Results: The first intervention showed that there was an overall significant effect on caregivers' prior related behaviors, r = .43, p (two-tailed) < .01; behavior-specific cognitions and affect, r = .43, p (two-tailed) < .01; intention to provide oral health care for their children, r = .27, p (two-tailed) < .01; and post-test for knowledge of oral health care (M = 60.57, SE = .30) compared to pre-test for knowledge (M = 59.03, SE = .26), t (399) = -6.35, p < .01, r = .30). On average, the second intervention showed that there was no significant difference between pre-educational program scores on knowledge M = 43.52 (sd = 3.72) and post-educational program scores M = 44.05 (sd = 3.79), t(16) = -.376, p > .05, r = .71. Additionally, the second post-educational program scores were not significant M = 42.71 (sd = 3.26), t(13) = .485, p > .05, r = .63 nor the third post-educational program scores M = 44.07 (sd = 3.04), t(13) = -.770, p > .05, r = .45.

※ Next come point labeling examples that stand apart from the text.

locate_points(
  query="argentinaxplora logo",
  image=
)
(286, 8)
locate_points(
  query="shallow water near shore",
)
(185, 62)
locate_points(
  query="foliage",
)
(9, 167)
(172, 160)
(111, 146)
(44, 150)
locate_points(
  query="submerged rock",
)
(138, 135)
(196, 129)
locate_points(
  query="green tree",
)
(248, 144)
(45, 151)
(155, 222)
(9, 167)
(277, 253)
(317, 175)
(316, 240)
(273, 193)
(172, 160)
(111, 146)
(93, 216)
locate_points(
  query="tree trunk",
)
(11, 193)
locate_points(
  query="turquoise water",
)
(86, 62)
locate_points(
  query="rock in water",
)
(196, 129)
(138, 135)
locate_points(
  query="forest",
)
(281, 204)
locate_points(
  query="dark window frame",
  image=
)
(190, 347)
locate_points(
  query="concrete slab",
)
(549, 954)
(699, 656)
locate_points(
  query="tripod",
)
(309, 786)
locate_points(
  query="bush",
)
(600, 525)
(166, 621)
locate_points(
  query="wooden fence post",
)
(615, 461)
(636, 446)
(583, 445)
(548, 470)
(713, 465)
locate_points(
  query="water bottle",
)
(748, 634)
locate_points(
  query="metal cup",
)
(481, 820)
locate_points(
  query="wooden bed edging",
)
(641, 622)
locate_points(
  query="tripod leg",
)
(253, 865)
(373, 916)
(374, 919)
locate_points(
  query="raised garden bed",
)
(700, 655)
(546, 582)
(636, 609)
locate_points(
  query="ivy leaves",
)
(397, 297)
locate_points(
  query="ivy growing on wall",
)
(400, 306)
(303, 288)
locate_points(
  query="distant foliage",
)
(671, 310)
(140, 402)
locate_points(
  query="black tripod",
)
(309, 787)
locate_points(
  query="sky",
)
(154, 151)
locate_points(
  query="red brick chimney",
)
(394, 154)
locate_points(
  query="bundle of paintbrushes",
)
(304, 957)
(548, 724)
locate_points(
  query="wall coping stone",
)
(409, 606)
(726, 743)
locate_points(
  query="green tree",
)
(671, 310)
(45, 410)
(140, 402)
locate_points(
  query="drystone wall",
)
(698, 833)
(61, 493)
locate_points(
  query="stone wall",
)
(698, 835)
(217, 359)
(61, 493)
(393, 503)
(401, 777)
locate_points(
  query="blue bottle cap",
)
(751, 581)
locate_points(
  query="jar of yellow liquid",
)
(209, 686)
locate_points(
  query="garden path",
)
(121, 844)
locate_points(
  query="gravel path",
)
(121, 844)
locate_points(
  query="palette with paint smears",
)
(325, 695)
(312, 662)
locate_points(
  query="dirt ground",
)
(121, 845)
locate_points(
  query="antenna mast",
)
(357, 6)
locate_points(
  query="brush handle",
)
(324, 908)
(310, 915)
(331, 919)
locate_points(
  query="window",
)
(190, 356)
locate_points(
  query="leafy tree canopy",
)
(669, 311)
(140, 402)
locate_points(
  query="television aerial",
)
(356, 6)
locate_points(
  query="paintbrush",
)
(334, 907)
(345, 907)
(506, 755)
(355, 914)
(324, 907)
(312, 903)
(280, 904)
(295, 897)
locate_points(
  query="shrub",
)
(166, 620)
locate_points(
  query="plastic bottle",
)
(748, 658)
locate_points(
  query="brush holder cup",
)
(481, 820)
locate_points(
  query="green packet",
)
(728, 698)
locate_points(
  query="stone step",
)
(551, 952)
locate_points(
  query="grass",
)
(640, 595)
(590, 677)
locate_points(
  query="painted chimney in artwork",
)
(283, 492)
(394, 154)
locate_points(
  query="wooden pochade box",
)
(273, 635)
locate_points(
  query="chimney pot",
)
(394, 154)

Conclusions: Educational programs have a positive impact on caregivers to increase knowledge and intent to perform preventive oral health-promoting behaviors in this underserved population. While an oral health educational program is beneficial to its participants, as stated in the review of the literature, the results of this study suggested that this sample was already an educated one, and thus, the improvement from their high level of preexisting knowledge was not significant. Nursing practice will implement educational programs for caregivers and the opportunity to affect governmental policy that supports oral health care services for young children, as indicated by Healthy People 2020.